The pace was too slow. Increasing the speed of the narration on my iPhone just made it really choppy. At any speed the inflection that she used in an attempt, I assume, to stress the importance of somewhat mundane actions or comments, was distracting and eventually irritating. Every detail in a story is not of equal importance.
With the right actors, I believe this book might have good movie potential. Part of the benefit would be that the details that were so sparingly doled out could be built into the scene rather than needing to be explained verbally.
I read many books in hard copy. I may give this one a try in that format.
I purchased this book at the try-a-new-series sale. I am really partial to books in a series. This is a delightful book on its own, but I think if you give it a listen, you will want the ones that follow it, as well. They can be read out of order, but the relationships and her business do develop, so I recommend reading them in order. Abby Cooper is delightful. The humor in the story is well placed and pertinent to the story line.
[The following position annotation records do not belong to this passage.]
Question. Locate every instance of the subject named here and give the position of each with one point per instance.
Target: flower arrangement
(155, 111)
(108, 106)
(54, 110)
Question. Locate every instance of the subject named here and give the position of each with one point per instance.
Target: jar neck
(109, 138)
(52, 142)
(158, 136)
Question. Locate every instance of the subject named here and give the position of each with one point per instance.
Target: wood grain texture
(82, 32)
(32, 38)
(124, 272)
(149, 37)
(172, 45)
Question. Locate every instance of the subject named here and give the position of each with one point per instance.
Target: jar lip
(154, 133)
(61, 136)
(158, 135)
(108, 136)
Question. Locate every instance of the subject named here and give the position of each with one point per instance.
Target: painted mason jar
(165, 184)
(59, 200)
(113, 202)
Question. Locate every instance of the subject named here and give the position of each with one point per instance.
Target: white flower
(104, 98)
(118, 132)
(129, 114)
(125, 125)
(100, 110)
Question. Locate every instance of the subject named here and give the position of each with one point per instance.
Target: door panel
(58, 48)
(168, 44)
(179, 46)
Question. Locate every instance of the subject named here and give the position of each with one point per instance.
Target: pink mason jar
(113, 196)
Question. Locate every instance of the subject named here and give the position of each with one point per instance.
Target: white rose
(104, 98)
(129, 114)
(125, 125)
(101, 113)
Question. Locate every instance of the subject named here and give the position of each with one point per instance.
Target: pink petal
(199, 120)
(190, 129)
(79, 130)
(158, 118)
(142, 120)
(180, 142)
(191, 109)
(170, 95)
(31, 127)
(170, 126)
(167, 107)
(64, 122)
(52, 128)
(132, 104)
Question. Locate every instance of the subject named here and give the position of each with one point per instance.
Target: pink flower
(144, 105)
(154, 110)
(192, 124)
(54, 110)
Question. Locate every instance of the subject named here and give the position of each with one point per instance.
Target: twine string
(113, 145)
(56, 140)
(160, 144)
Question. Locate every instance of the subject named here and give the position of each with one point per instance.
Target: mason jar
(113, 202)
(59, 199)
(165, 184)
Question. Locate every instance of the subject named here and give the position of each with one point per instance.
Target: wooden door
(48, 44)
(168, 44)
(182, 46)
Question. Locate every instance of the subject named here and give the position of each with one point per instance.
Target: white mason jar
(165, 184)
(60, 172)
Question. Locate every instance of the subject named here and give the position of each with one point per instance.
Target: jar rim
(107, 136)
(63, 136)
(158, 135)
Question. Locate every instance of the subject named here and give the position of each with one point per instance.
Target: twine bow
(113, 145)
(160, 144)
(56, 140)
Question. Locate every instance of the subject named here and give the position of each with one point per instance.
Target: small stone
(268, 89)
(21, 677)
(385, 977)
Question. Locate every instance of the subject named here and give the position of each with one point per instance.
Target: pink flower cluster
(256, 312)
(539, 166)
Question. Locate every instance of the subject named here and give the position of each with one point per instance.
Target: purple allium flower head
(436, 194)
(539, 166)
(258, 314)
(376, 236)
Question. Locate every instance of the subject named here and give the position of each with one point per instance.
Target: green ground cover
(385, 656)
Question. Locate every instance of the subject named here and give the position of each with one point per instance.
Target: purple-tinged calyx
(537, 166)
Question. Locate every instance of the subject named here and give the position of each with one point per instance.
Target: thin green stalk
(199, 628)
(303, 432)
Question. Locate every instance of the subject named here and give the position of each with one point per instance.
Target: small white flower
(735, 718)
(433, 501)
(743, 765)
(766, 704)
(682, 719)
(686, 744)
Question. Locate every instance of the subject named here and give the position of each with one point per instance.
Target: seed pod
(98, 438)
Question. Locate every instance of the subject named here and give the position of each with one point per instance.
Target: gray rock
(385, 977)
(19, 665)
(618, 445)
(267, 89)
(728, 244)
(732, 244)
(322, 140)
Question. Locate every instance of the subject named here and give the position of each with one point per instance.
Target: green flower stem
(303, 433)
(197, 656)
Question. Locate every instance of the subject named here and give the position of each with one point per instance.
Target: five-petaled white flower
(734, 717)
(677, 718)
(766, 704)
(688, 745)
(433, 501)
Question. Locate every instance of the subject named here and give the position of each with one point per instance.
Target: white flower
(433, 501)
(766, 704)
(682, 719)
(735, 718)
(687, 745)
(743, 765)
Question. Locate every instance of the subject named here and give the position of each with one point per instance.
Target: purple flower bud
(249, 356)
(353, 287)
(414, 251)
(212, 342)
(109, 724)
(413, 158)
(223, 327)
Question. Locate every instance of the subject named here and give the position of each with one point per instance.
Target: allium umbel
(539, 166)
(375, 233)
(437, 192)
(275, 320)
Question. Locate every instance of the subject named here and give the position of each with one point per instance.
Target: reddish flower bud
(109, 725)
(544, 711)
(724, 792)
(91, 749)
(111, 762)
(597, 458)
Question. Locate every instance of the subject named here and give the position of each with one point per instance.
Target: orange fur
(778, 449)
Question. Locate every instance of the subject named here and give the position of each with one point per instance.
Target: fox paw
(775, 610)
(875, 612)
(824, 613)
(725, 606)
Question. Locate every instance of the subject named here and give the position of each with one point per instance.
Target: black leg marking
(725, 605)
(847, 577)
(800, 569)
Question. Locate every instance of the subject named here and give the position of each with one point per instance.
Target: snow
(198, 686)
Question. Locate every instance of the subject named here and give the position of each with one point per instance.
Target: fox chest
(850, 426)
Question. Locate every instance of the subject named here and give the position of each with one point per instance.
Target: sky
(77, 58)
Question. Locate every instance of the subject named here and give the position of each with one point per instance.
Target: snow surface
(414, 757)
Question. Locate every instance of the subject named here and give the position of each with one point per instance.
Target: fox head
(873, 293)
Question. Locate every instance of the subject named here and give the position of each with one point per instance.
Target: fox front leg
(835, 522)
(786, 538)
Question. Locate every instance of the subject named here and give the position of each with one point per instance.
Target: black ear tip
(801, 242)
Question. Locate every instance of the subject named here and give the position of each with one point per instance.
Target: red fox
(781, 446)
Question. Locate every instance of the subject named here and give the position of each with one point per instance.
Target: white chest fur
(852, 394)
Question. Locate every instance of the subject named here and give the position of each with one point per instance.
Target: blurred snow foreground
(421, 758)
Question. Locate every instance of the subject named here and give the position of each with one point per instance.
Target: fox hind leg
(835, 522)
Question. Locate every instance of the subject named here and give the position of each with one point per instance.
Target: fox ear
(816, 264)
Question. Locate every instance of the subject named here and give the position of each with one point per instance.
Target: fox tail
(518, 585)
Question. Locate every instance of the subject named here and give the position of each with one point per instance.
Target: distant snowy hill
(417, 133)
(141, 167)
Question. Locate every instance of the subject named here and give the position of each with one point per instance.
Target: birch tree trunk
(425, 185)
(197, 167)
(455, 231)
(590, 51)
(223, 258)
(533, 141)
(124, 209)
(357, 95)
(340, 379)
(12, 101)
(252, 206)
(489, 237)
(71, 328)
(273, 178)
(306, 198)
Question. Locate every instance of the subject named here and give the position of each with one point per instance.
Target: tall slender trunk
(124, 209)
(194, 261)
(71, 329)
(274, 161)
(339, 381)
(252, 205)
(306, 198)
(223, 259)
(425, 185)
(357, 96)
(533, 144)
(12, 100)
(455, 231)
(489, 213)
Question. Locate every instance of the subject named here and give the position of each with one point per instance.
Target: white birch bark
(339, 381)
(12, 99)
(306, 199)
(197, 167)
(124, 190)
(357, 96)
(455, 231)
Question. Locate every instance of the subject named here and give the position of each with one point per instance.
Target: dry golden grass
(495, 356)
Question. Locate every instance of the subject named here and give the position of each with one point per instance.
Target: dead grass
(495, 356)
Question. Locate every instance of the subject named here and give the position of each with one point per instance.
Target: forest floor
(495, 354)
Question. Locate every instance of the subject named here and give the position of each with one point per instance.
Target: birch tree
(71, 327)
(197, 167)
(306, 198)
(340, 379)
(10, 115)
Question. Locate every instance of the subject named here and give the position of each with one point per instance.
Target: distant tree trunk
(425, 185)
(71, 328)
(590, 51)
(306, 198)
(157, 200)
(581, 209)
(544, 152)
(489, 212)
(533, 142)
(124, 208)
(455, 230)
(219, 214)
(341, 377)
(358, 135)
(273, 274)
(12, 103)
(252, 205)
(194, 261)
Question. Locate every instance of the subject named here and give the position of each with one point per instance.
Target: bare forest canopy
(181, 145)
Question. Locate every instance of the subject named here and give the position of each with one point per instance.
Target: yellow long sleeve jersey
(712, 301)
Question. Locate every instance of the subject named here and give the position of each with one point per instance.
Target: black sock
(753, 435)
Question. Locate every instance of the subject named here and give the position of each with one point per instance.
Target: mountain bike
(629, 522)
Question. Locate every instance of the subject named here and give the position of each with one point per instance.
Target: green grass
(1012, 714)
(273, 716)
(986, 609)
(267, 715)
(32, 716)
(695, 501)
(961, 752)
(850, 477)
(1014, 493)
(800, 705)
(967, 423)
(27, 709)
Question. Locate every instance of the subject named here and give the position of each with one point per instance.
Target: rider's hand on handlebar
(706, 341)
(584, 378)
Her intuition and her predicaments are interesting and just a bit surprising. The plot is unpredictable enough to make me sorry that the story ended.
Gabra Zackman is perfect for the narration to the Sophie Katz books. I choose my recording as much for the narrator as for the author. I have read all the Sophie books, and this is my least favorite. It's not bad, but it goes on and drags a little in the last quarter. Also, I thought there was a little gratuitous sex that wasn't really that interesting nor did it contribute much to the plot. The plot itself was good, but it took longer than necessary to develop ad solve. I'm not sorry I invested the time in it, but don't think I would recommend this very strongly. And not nearly as highly as the other Sophie books.
This is an intense story. There is a little gratuitous violence, and the conflict between the love interest was a little unbelievable, but this is fiction. It was a "page-turner" to be sure. It is reminiscent of Northern lights in its feel. So I have to say that it was well worth the listen for me, despite some of the unnecessary trappings.
And unlike some, I liked the narrator--not the best rhythm, but I do like the quality of his voice. I think that the smooth quality of his voice was necessary to balance out the intensity of the storyline. I liked enough to listen to it again at some point.
I have read or listened to the Teagarden books in order and thoroughly enjoyed them all. I am a huge Therese Plummer fan, as well. Actually I enjoyed this one--quite funny in many places--until about 15 minutes before the end. Not at all what I expected. The book is very well written, as are all of Harris's books, but I'm not a fan of tear-jerker endings. So I recommend it with the provision that you are prepared for heart break at the end.